Kuwait has confirmed it would cut crude oil output starting January as part of the deal agreed by OPEC and non-OPEC producers earlier this month. The news sent Brent and WTI higher, with the former reaching US$54.26 at 1:30 AM EST, and the latter changing hands at US$51.16, both up by about half a percentage point.

The Kuwait Petroleum Corporation said it had notified its clients that January deliveries will be lower, with reports suggesting that the company would cut a larger portion of its output than initially expected.

According to sources from the client side who spoke to Reuters, Kuwait was cutting supplies above the so-called operational tolerance. The operational tolerance is a stipulation in most oil export contracts that allows the seller to increase or cut the size of a delivery with no advance notice, but within certain limits.
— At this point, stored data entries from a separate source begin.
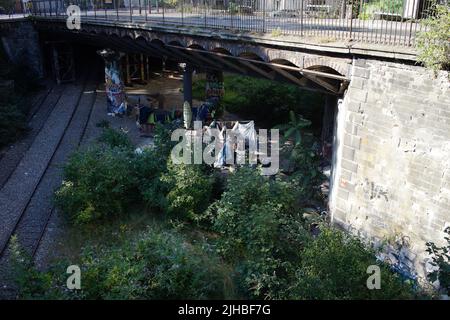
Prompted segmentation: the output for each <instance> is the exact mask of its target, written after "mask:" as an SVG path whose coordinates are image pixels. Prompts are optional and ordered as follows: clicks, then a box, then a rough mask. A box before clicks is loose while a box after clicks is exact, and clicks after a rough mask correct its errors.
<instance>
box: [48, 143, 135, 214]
mask: <svg viewBox="0 0 450 320" xmlns="http://www.w3.org/2000/svg"><path fill="white" fill-rule="evenodd" d="M138 195H139V191H138V189H137V177H136V176H135V175H134V170H133V153H132V152H130V151H128V150H123V149H120V148H104V147H101V146H94V147H91V148H89V149H88V150H85V151H78V152H76V153H74V154H73V155H72V156H71V157H70V158H69V160H68V161H67V163H66V164H65V166H64V181H63V184H62V186H61V188H60V189H59V190H57V192H56V197H55V202H56V205H57V206H58V207H59V208H60V209H61V210H62V211H63V212H66V213H68V214H69V216H70V217H71V218H72V220H73V221H74V222H75V223H86V222H91V221H93V220H96V219H99V218H104V217H107V216H114V215H119V214H122V213H124V212H125V210H126V208H127V206H128V205H129V204H130V203H132V202H133V201H134V200H135V199H136V198H138Z"/></svg>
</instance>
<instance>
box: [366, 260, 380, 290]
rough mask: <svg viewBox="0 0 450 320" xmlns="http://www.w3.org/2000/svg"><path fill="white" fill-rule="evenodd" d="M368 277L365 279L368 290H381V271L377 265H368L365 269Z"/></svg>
mask: <svg viewBox="0 0 450 320" xmlns="http://www.w3.org/2000/svg"><path fill="white" fill-rule="evenodd" d="M366 272H367V273H368V274H370V276H369V277H368V278H367V281H366V286H367V289H369V290H374V289H376V290H380V289H381V269H380V267H379V266H377V265H370V266H369V267H367V271H366Z"/></svg>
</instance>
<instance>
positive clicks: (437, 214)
mask: <svg viewBox="0 0 450 320" xmlns="http://www.w3.org/2000/svg"><path fill="white" fill-rule="evenodd" d="M448 76H449V75H448V73H445V72H442V73H441V74H439V75H438V77H437V78H434V76H433V75H432V73H431V72H428V71H427V70H425V69H424V68H422V67H414V66H407V65H403V64H397V63H389V62H381V61H374V60H354V63H353V70H352V76H351V83H350V86H349V88H348V90H347V93H346V95H345V97H344V99H343V101H342V103H341V104H340V106H339V115H338V124H337V135H336V138H337V141H336V146H337V151H336V152H337V154H336V162H335V163H336V170H335V172H334V174H335V176H334V180H333V189H332V196H331V202H330V207H331V209H332V220H333V222H335V223H336V224H339V225H342V226H344V227H345V228H347V229H350V230H352V231H353V232H355V233H358V234H360V235H361V236H363V237H366V238H368V239H370V240H374V242H375V243H376V244H382V243H383V241H382V240H385V241H386V243H387V244H388V245H387V246H386V249H388V250H387V254H386V255H385V257H386V258H388V259H390V260H391V262H393V263H394V264H397V266H398V267H399V268H400V269H402V270H404V271H406V272H408V273H410V274H414V273H417V274H418V275H419V276H421V275H423V274H424V266H425V267H426V265H427V264H426V261H427V253H426V252H425V248H426V247H425V243H426V242H427V241H434V242H436V243H442V242H443V240H444V239H443V237H444V233H443V230H444V229H445V228H446V227H447V226H450V90H449V86H450V82H449V79H448ZM389 253H390V254H389Z"/></svg>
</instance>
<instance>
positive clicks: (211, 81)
mask: <svg viewBox="0 0 450 320" xmlns="http://www.w3.org/2000/svg"><path fill="white" fill-rule="evenodd" d="M224 92H225V91H224V85H223V74H222V72H216V71H210V72H207V73H206V100H209V99H210V98H219V99H220V98H222V97H223V95H224Z"/></svg>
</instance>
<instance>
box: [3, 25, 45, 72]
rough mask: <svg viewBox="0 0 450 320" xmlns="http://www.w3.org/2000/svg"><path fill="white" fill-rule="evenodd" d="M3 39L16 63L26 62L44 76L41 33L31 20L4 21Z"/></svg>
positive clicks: (7, 56) (8, 49) (31, 66)
mask: <svg viewBox="0 0 450 320" xmlns="http://www.w3.org/2000/svg"><path fill="white" fill-rule="evenodd" d="M0 30H1V32H0V36H1V41H2V45H3V49H4V51H5V53H6V55H7V57H8V58H9V59H10V60H11V61H12V62H14V63H17V64H22V65H23V64H25V65H26V66H27V67H28V68H29V69H30V70H31V72H32V73H34V74H35V75H36V76H38V77H43V74H44V71H43V65H42V55H41V47H40V44H39V35H38V32H37V31H36V29H35V28H34V26H33V24H32V23H31V22H30V21H15V22H11V23H3V24H2V26H1V29H0Z"/></svg>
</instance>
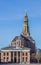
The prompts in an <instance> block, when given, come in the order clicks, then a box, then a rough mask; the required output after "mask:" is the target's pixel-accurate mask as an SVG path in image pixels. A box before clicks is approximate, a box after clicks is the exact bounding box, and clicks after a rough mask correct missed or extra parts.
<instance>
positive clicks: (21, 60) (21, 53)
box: [20, 51, 22, 63]
mask: <svg viewBox="0 0 41 65" xmlns="http://www.w3.org/2000/svg"><path fill="white" fill-rule="evenodd" d="M21 62H22V52H21V51H20V63H21Z"/></svg>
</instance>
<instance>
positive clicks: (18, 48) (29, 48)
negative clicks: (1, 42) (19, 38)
mask: <svg viewBox="0 0 41 65" xmlns="http://www.w3.org/2000/svg"><path fill="white" fill-rule="evenodd" d="M1 50H30V48H26V47H16V46H8V47H4V48H2V49H1Z"/></svg>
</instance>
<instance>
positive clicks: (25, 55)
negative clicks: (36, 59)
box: [24, 52, 26, 62]
mask: <svg viewBox="0 0 41 65" xmlns="http://www.w3.org/2000/svg"><path fill="white" fill-rule="evenodd" d="M25 56H26V52H24V62H26V57H25Z"/></svg>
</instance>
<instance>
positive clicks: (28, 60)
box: [1, 51, 30, 63]
mask: <svg viewBox="0 0 41 65" xmlns="http://www.w3.org/2000/svg"><path fill="white" fill-rule="evenodd" d="M14 53H15V51H14V52H13V57H12V58H13V61H12V62H14V58H15V56H14ZM19 60H20V61H19ZM1 62H11V52H5V51H4V52H1ZM17 62H20V63H22V62H25V63H26V62H29V63H30V52H26V51H25V52H22V51H20V56H19V55H18V51H17V52H16V63H17Z"/></svg>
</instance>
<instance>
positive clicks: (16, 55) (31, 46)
mask: <svg viewBox="0 0 41 65" xmlns="http://www.w3.org/2000/svg"><path fill="white" fill-rule="evenodd" d="M34 52H35V41H34V40H33V39H32V37H31V36H30V32H29V26H28V16H27V13H26V14H25V16H24V26H23V30H22V33H21V34H20V36H16V37H15V38H14V39H13V40H12V42H11V44H10V46H8V47H5V48H2V49H1V50H0V62H13V63H30V55H31V53H34Z"/></svg>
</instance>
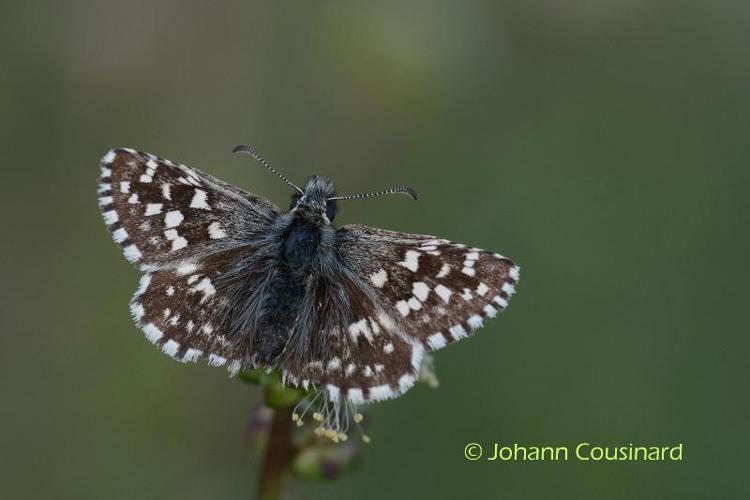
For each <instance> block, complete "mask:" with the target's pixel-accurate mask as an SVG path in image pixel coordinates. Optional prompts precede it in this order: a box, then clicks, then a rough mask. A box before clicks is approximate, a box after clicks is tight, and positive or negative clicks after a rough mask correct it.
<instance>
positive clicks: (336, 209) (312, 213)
mask: <svg viewBox="0 0 750 500" xmlns="http://www.w3.org/2000/svg"><path fill="white" fill-rule="evenodd" d="M335 195H336V188H335V187H334V184H333V181H332V180H331V179H328V178H327V177H319V176H317V175H314V176H312V177H310V178H309V179H308V180H307V183H306V184H305V189H304V192H302V193H298V192H295V193H292V202H291V205H290V206H289V210H291V211H292V213H296V214H299V215H301V216H303V217H306V218H310V219H315V220H321V219H322V220H323V222H325V223H326V224H330V223H331V222H332V221H333V219H334V218H335V217H336V211H337V210H338V206H337V204H336V200H332V199H331V198H332V197H334V196H335Z"/></svg>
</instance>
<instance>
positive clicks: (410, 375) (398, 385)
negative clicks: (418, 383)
mask: <svg viewBox="0 0 750 500" xmlns="http://www.w3.org/2000/svg"><path fill="white" fill-rule="evenodd" d="M414 382H416V379H415V378H414V375H409V374H408V373H407V374H405V375H401V378H399V379H398V388H399V390H400V391H401V392H406V391H408V390H409V388H410V387H411V386H413V385H414Z"/></svg>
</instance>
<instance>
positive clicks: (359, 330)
mask: <svg viewBox="0 0 750 500" xmlns="http://www.w3.org/2000/svg"><path fill="white" fill-rule="evenodd" d="M349 335H350V336H351V338H352V340H353V341H355V342H356V340H357V337H359V335H364V336H365V338H366V339H367V341H368V342H371V341H372V332H371V331H370V327H369V326H367V320H366V319H361V320H359V321H357V322H356V323H352V324H351V325H349Z"/></svg>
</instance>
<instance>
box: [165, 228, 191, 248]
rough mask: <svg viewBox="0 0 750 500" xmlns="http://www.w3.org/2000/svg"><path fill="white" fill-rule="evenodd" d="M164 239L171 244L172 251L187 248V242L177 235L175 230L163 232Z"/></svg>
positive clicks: (171, 230) (179, 235) (167, 230)
mask: <svg viewBox="0 0 750 500" xmlns="http://www.w3.org/2000/svg"><path fill="white" fill-rule="evenodd" d="M164 237H166V238H167V239H168V240H170V241H171V242H172V251H173V252H174V251H176V250H180V249H182V248H185V247H186V246H187V240H186V239H185V238H183V237H182V236H180V235H179V234H177V230H176V229H167V230H166V231H164Z"/></svg>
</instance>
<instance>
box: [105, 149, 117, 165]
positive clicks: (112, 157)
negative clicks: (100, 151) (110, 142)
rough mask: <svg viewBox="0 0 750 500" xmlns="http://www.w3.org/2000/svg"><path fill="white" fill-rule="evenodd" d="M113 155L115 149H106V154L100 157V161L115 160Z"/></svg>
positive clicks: (109, 162)
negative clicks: (106, 150)
mask: <svg viewBox="0 0 750 500" xmlns="http://www.w3.org/2000/svg"><path fill="white" fill-rule="evenodd" d="M115 156H116V154H115V150H114V149H110V150H109V151H107V154H105V155H104V156H103V157H102V163H107V164H109V163H112V162H113V161H115Z"/></svg>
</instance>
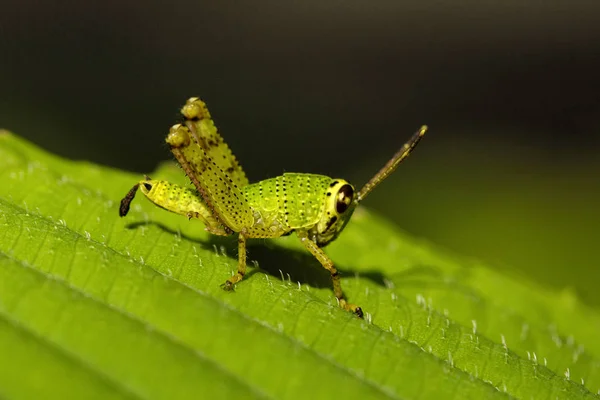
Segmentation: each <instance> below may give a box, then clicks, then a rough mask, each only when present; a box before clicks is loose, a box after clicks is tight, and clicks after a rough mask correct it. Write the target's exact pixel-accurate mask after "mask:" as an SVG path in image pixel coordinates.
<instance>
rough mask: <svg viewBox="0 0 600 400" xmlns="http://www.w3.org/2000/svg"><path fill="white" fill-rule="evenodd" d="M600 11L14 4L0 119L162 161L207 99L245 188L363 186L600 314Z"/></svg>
mask: <svg viewBox="0 0 600 400" xmlns="http://www.w3.org/2000/svg"><path fill="white" fill-rule="evenodd" d="M599 72H600V2H599V1H598V0H593V1H567V0H565V1H558V0H555V1H547V2H540V1H528V0H527V1H526V0H522V1H509V0H502V1H489V0H471V1H464V0H458V1H450V0H447V1H429V2H422V1H416V0H410V1H398V0H394V1H391V0H389V1H383V0H373V1H354V0H352V1H351V0H348V1H337V0H334V1H314V0H310V1H276V0H272V1H254V2H244V3H242V2H234V1H218V2H217V1H215V2H207V1H195V2H193V1H184V0H174V1H171V2H157V1H153V0H151V1H143V2H142V1H137V2H134V1H103V2H89V1H84V2H75V1H71V2H50V1H32V0H19V1H17V0H9V1H8V2H6V1H5V2H3V3H2V10H1V13H0V127H2V128H7V129H10V130H12V131H14V132H15V133H17V134H19V135H21V136H24V137H26V138H28V139H29V140H31V141H33V142H35V143H37V144H39V145H40V146H43V147H44V148H46V149H48V150H49V151H52V152H55V153H58V154H60V155H63V156H65V157H69V158H72V159H85V160H91V161H93V162H97V163H101V164H106V165H110V166H114V167H117V168H122V169H128V170H131V171H136V172H139V173H145V172H151V171H152V170H153V169H154V167H155V166H156V164H157V163H158V162H159V161H161V160H165V159H169V158H170V155H169V153H168V150H167V148H166V147H165V145H164V136H165V134H166V132H167V130H168V128H169V126H170V125H172V124H173V123H175V122H176V121H177V119H178V109H179V107H180V106H181V104H182V103H183V102H184V101H185V99H186V98H187V97H190V96H193V95H196V96H201V97H202V98H203V99H205V100H206V101H207V103H208V104H209V107H210V110H211V112H212V114H213V116H214V118H215V120H216V122H217V125H218V126H219V128H220V131H221V133H222V134H223V136H224V137H225V139H226V140H227V141H228V143H229V144H230V146H231V147H232V149H233V150H234V152H235V153H236V155H237V156H238V158H239V159H240V160H241V161H242V164H243V166H244V168H245V170H246V172H247V173H248V175H249V177H250V179H251V180H259V179H264V178H266V177H270V176H273V175H278V174H281V173H282V172H283V171H296V172H315V173H323V174H327V175H332V176H340V177H345V178H347V179H349V180H351V181H352V182H354V183H355V184H356V185H357V186H360V185H361V184H362V183H363V182H365V181H366V180H367V179H368V178H370V176H371V175H372V174H373V173H374V172H375V171H377V170H378V169H379V168H380V167H381V166H382V165H383V164H384V162H386V161H387V160H388V159H389V157H390V156H391V155H392V154H393V153H394V152H395V151H396V149H397V148H398V147H399V146H400V145H402V143H403V142H404V140H405V139H407V138H408V137H409V136H410V134H412V132H413V131H415V130H416V129H417V128H418V127H419V126H420V125H421V124H424V123H426V124H428V125H429V126H430V128H431V130H430V132H429V133H428V134H427V135H426V137H425V138H424V139H423V141H422V142H421V144H420V146H419V147H418V148H417V150H416V152H415V154H414V155H413V156H411V158H410V159H409V160H408V162H407V163H406V164H404V165H402V166H401V167H400V168H399V169H398V171H396V173H395V174H394V175H393V176H392V177H391V178H390V179H389V180H388V181H386V182H384V184H382V185H381V186H380V187H379V188H378V189H377V190H376V191H375V192H373V194H372V196H371V197H369V199H368V200H367V201H366V202H365V203H366V204H367V206H368V207H370V208H373V209H376V210H377V211H378V212H380V213H382V214H385V215H387V216H389V217H390V218H391V219H393V220H394V221H395V222H396V223H397V224H398V225H399V226H400V227H402V228H403V229H405V230H407V231H409V232H410V233H412V234H414V235H416V236H420V237H424V238H426V239H428V240H430V241H432V242H434V243H437V244H440V245H442V246H444V247H447V248H449V249H452V250H453V251H456V252H457V253H462V254H466V255H472V256H475V257H478V258H480V259H484V260H486V261H487V262H489V263H491V264H493V265H495V266H496V267H497V268H499V269H503V270H505V271H507V273H510V274H517V275H526V276H529V277H531V278H533V279H535V280H536V281H538V282H540V284H542V285H545V286H551V287H555V288H558V289H563V288H570V289H573V290H575V291H576V292H577V293H578V294H579V295H580V296H581V297H582V298H583V299H584V300H585V301H586V302H588V303H589V304H591V305H594V306H598V305H600V293H599V292H598V290H597V287H598V282H600V265H599V260H600V257H599V256H598V252H597V248H598V246H599V240H598V239H599V238H600V235H599V234H598V225H599V224H600V211H599V206H598V204H600V185H599V180H598V177H599V173H600V158H599V156H598V151H599V150H600V144H599V143H600V73H599Z"/></svg>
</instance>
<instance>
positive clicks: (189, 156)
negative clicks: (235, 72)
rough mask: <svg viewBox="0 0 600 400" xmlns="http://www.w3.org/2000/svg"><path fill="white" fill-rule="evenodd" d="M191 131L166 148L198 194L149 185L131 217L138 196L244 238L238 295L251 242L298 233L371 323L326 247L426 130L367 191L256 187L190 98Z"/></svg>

The OPEC deal initially aimed for cuts of 1.2 million bpd, targeting overall output of 32.5 million bpd. However, in the last months, all OPEC members have been expanding their production. Now the amount to be cut to stay under that cap has swelled to 1.7 million bpd.

The Kuwait news is quite timely, coming soon after doubts emerged that Iraq may already be going back on its commitment to partake in the cut. According to oil-loading data seen by the Wall Street Journal earlier this week, OPEC’s second-largest producer was planning to increase shipments of its Basra grade crude in January. This grade accounts for 85 percent of Iraq’s oil exports.

Related: The Oil Mystery Behind Saudi Arabia’s Production Cut

Iraq had pledged to cut production by 210,000 bpd starting in January, from an estimated 4.56 million bpd on average for October. Kuwait’s share was to be 130,000 bpd less than its 3-million-bpd production level.

So far, the OPEC deal and the one with 11 non-OPEC producers that followed it have failed to push crude up to US$60 as some analysts expected. Rather, doubts about compliance among the group’s members and that of non-OPEC producers have limited the upward potential of prices, restraining them comfortably below the US$55 mark.